Corn: So far this week, September corn futures have traded lower by $0.11. Corn futures have traded lower for the past 15 trading days. Weather forecasts for the Midwest are indicating higher temperatures with adequate rain. The rainfall could offset any potential damage caused by the increase in temperatures. Private estimates of the national corn yield are ranging between 169 to 175 bushels per acre. If we do realize a national average north of 170 bushels per acre, we very well could see $3.00 corn futures. The USDA continues to rate 76% of the crop as being good-to-excellent with 91% of the crop silking. Futures prices will continue to fluctuate based on the weather forecast for the Midwest. Local new crop basis has begun to move as harvest approaches. West Tennessee river facilities experienced a decline in new crop basis while inland elevators increased their basis over the past week.

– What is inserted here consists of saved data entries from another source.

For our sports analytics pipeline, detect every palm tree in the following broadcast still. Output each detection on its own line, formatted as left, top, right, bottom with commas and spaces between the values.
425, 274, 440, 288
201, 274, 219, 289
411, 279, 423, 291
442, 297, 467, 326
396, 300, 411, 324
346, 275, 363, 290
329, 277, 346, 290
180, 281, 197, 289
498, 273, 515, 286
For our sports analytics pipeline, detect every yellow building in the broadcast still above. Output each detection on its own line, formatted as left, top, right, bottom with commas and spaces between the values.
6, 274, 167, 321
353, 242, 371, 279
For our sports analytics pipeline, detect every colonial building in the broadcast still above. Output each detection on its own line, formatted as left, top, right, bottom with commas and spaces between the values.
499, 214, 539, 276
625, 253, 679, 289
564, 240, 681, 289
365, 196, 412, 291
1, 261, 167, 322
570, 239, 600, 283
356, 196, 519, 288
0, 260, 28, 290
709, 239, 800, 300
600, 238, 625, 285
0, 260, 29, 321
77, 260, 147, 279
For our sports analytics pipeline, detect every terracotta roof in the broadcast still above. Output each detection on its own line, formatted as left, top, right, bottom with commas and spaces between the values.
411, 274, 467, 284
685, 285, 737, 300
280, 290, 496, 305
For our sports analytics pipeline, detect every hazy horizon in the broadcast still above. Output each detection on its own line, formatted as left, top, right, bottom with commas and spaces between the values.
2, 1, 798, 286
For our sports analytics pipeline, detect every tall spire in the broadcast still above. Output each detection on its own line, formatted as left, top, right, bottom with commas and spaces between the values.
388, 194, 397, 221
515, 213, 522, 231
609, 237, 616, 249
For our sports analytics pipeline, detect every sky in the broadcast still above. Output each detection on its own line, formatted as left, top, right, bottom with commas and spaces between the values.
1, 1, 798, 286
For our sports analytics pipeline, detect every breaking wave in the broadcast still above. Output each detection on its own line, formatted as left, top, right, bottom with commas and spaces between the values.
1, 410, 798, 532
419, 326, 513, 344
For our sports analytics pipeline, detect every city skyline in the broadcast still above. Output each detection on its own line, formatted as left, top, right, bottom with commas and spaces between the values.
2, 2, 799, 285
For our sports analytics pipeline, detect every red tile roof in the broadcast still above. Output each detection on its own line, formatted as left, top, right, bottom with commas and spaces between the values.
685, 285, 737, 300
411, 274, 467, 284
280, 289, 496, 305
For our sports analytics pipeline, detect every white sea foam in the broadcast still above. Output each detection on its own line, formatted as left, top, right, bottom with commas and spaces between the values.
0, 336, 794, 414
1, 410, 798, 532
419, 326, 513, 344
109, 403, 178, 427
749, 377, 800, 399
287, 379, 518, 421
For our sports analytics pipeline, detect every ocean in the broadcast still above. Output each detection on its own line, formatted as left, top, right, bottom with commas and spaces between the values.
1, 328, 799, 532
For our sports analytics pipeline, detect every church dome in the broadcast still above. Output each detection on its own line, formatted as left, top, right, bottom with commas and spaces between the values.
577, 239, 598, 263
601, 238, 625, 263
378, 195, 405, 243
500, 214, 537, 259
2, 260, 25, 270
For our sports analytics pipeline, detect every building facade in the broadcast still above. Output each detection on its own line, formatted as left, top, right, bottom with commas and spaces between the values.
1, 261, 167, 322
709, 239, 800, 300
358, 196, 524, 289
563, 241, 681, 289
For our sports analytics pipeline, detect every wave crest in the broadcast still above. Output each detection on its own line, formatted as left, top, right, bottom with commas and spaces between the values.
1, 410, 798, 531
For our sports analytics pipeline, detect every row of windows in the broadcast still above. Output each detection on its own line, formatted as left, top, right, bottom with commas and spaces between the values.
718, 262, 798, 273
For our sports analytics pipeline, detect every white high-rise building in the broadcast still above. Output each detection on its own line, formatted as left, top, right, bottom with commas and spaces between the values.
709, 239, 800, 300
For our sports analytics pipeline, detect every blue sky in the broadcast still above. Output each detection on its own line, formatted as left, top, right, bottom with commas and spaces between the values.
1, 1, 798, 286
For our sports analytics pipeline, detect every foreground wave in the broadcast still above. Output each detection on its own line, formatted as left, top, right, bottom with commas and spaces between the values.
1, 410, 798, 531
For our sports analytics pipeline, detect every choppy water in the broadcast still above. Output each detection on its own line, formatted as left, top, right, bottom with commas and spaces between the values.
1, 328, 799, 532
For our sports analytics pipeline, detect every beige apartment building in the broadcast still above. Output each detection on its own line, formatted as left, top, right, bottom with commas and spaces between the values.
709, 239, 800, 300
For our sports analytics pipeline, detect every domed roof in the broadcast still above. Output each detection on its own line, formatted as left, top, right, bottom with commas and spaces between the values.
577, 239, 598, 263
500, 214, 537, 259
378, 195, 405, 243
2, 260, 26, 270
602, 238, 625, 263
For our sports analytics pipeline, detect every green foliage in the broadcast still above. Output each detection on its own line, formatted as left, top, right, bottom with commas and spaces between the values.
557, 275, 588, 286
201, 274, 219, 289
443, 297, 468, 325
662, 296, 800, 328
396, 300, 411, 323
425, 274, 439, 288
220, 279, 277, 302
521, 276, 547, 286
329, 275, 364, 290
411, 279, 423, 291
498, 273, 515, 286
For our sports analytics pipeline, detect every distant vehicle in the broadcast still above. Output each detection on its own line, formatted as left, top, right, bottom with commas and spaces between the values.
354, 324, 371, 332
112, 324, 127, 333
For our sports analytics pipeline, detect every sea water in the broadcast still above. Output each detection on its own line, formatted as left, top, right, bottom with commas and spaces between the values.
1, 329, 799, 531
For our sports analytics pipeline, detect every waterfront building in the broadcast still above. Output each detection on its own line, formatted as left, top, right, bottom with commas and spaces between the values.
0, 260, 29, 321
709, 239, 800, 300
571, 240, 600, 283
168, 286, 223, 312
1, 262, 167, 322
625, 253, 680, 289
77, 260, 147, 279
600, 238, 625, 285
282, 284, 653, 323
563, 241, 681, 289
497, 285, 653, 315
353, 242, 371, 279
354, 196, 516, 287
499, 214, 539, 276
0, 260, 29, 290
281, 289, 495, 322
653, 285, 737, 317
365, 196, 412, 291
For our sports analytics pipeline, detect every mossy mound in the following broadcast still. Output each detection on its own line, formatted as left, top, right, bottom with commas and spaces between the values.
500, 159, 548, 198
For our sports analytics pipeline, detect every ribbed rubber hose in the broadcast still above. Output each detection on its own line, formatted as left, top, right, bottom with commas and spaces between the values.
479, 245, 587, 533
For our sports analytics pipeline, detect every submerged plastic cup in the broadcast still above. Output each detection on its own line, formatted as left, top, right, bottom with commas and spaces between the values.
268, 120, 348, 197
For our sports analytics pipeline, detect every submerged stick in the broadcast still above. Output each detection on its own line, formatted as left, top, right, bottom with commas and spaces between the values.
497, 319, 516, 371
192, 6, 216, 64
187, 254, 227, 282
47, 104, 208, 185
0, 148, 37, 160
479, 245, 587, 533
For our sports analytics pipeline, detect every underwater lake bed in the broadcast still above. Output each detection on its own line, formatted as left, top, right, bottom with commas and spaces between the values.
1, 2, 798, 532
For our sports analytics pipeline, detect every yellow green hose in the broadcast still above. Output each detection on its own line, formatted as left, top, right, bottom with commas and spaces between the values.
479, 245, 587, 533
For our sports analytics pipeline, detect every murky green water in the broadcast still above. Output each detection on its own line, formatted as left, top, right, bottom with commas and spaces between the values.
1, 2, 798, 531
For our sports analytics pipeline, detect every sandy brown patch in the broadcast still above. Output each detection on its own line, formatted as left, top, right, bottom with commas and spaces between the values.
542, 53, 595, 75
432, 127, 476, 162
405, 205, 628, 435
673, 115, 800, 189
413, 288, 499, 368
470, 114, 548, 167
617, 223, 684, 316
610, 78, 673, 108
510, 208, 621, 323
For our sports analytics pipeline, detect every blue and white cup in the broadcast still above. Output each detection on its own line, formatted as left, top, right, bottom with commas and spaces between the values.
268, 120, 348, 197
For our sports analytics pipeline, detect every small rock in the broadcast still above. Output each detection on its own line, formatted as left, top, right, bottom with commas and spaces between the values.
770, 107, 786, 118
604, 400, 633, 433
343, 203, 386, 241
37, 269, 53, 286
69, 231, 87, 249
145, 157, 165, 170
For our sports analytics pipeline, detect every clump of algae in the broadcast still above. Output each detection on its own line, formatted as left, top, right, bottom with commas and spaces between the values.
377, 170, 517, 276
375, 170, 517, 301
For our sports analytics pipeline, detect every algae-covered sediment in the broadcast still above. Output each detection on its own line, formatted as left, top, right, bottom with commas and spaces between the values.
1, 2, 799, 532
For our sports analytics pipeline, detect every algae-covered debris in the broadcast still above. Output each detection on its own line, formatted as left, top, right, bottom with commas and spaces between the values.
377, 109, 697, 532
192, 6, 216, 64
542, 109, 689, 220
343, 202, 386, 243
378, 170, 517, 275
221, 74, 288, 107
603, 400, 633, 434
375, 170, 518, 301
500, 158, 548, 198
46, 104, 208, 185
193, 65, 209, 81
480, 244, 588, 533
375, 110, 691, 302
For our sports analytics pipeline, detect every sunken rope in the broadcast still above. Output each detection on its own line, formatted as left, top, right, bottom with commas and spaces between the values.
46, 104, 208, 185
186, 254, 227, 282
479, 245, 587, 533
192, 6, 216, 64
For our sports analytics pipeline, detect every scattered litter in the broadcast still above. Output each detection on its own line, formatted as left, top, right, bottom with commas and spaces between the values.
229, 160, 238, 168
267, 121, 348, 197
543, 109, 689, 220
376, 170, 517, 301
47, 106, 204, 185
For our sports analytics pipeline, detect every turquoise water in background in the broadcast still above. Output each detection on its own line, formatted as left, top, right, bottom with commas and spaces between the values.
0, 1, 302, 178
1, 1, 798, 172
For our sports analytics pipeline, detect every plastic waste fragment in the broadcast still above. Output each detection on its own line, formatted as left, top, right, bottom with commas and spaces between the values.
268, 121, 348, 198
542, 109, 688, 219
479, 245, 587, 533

Soybeans: November soybean futures have traded $0.35 lower since the market opened on Monday morning. Soybeans face a similar fate to that of corn. A large crop is still forecasted and is placing downward pressure on U.S. soybean prices. The USDA continues to rate 72% of the crop as being good-to-excellent with 54% of the crop already setting pods, which is ahead of the 5 year average by 10%. Local new crop basis remained unchanged from last week’s levels.

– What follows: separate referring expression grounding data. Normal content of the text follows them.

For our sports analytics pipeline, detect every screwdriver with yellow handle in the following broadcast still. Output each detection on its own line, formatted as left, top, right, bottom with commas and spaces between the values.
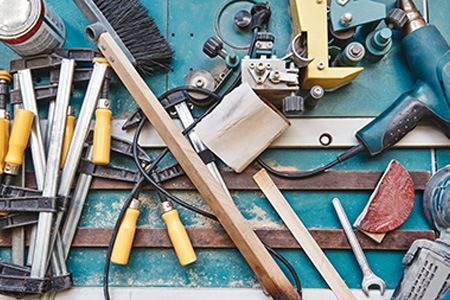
92, 57, 112, 165
0, 70, 12, 175
60, 106, 75, 169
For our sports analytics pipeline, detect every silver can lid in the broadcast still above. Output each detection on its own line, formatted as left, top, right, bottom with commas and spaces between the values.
0, 0, 41, 39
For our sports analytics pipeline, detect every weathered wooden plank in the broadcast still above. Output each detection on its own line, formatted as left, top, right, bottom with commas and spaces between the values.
23, 170, 431, 191
0, 228, 433, 250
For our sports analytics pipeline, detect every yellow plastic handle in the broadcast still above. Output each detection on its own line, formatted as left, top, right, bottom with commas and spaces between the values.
0, 118, 10, 174
111, 207, 140, 265
92, 108, 111, 165
162, 209, 197, 266
60, 115, 75, 168
5, 109, 34, 168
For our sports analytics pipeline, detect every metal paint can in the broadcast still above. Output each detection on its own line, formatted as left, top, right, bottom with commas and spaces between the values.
0, 0, 66, 57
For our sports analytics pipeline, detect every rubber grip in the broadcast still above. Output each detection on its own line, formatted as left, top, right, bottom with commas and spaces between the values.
5, 109, 34, 168
111, 207, 140, 265
0, 118, 10, 174
162, 209, 197, 266
92, 108, 111, 165
60, 115, 75, 168
356, 92, 426, 156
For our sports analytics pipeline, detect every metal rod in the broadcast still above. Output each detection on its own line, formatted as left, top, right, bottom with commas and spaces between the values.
423, 0, 429, 23
174, 102, 231, 197
18, 70, 46, 186
41, 62, 108, 300
11, 74, 25, 266
18, 69, 47, 266
45, 99, 56, 152
58, 62, 107, 195
62, 147, 94, 257
31, 59, 75, 278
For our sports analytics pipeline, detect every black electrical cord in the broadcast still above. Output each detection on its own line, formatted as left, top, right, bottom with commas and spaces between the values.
257, 144, 367, 179
131, 116, 303, 298
104, 20, 303, 299
103, 147, 168, 300
103, 86, 223, 300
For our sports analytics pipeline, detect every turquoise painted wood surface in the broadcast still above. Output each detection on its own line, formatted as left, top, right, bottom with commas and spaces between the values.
0, 0, 447, 293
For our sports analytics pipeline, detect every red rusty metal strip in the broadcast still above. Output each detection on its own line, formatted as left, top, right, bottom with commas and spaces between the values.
24, 170, 431, 191
0, 228, 431, 250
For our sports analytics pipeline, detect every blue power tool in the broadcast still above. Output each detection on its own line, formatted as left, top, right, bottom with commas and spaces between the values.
357, 0, 450, 156
259, 0, 450, 178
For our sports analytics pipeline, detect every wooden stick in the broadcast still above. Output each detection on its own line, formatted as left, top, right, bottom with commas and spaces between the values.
253, 169, 356, 300
97, 32, 300, 300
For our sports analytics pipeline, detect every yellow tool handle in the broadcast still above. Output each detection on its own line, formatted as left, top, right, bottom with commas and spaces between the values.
111, 207, 140, 265
4, 109, 34, 169
0, 118, 10, 174
92, 107, 111, 165
60, 114, 75, 168
162, 209, 197, 266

Wheat: July 2017 wheat futures has declined by $0.05 so far this week. The decline in wheat futures is likely a result of a decline in nearby wheat futures and a partial spillover effect from the corn and soybean trade. Producers should be mindful that wheat planting is less than 3 months away and begin to monitor July 2017 wheat futures.
Cotton: December cotton futures closed at 75.82. Weather has been the driving force behind cotton futures for the most part this week. The cotton trade is wanting to see the market trade lower for fear of higher prices killing demand for cotton. Cotton prices have increased while crude oil prices have declined. As crude oil prices decline, so does the cost of polyester, which is the main competitor for cotton. Traders are fearful that higher cotton prices could force textile mills to continue to blend more polyester. Cotton equities, or loan options, have increased to $0.17.

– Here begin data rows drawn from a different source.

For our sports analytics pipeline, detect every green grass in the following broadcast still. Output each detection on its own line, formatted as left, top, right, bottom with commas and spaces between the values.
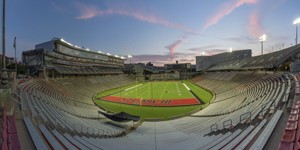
95, 100, 202, 119
109, 81, 194, 100
95, 80, 213, 119
95, 83, 139, 98
182, 80, 213, 103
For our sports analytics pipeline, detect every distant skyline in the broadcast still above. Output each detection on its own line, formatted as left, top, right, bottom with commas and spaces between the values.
2, 0, 300, 66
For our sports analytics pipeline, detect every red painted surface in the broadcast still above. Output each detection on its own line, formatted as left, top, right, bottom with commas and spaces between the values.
100, 96, 201, 106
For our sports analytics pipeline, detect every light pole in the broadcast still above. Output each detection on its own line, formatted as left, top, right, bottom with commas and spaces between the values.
293, 18, 300, 45
259, 34, 267, 55
1, 0, 8, 88
128, 55, 132, 64
14, 37, 17, 72
201, 51, 205, 72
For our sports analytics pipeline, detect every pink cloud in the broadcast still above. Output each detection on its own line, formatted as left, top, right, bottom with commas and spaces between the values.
248, 11, 263, 38
75, 3, 196, 33
126, 53, 195, 66
75, 3, 199, 60
202, 0, 257, 30
76, 3, 99, 19
166, 40, 183, 60
166, 0, 257, 60
166, 36, 188, 59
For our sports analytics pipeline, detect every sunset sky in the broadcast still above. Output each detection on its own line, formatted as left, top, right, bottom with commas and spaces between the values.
3, 0, 300, 66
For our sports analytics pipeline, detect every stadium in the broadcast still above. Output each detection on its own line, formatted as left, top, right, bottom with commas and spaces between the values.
1, 1, 300, 150
1, 37, 300, 149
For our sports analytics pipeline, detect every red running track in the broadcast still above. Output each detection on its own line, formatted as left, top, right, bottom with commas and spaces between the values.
100, 96, 201, 106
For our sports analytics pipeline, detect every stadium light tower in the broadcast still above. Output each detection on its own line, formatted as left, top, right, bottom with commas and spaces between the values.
128, 55, 132, 64
259, 34, 267, 55
1, 0, 8, 88
293, 18, 300, 45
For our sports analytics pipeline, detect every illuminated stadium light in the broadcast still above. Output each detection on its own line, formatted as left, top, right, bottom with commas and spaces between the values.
294, 18, 300, 44
201, 51, 205, 56
60, 38, 73, 46
86, 48, 90, 51
120, 56, 125, 59
114, 55, 119, 58
97, 51, 102, 53
128, 55, 132, 63
228, 47, 233, 52
259, 34, 266, 42
293, 18, 300, 25
106, 53, 111, 56
259, 34, 266, 55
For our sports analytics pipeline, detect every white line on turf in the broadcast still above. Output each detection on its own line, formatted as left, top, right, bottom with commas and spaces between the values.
159, 82, 170, 99
125, 84, 143, 91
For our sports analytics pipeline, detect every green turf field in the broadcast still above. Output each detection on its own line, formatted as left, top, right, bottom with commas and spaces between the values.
114, 81, 194, 99
95, 100, 204, 119
95, 80, 213, 119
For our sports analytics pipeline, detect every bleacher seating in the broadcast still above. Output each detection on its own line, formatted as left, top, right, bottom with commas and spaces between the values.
208, 44, 300, 71
38, 124, 65, 150
279, 74, 300, 150
53, 65, 123, 75
1, 108, 21, 150
250, 110, 283, 149
16, 72, 291, 149
23, 117, 48, 149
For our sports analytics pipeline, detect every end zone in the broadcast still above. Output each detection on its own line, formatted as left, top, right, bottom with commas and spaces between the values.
99, 96, 201, 106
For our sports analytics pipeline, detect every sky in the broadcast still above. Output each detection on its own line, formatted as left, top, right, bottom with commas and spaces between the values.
2, 0, 300, 66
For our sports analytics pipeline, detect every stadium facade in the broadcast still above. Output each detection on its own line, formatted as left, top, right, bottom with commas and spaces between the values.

Take Home Message: Grain futures are struggling to rally due to what looks to be a very large corn crop and a potentially large bean crop. This year is setting itself up to be a year where grain may predominantly go into storage. Many farmers are unwilling to price corn and soybeans at these levels as a profit cannot be easily locked in, particularly in corn. Producers should keep in mind that as harvest approaches we should expect to see futures trend lower. I want to reiterate what I said last week about the different price scenarios we could see come harvest. We are likely to see prices trend lower if growing conditions continue to remain favorable and harvest pressure sets in or we could see prices rally if the crop is smaller than we thought. Right now, it is looking that we will have a very large crop to contend with, which means lower prices. Producers should continue to monitor their costs of production and evaluate prices. Producers are likely more willing to be aggressive sellers now since many have a good feeling of what their corn yields will be as we have made it through pollination. However, price levels are preventing those sales from being made. Another option if you do not have storage is deferred pricing. Talk to your local elevators to see if deferred pricing is suitable for you. It does come at a cost per bushel, but it allows you to deliver grain and price the grain at a future date. It allows you to market your grain as if you have storage.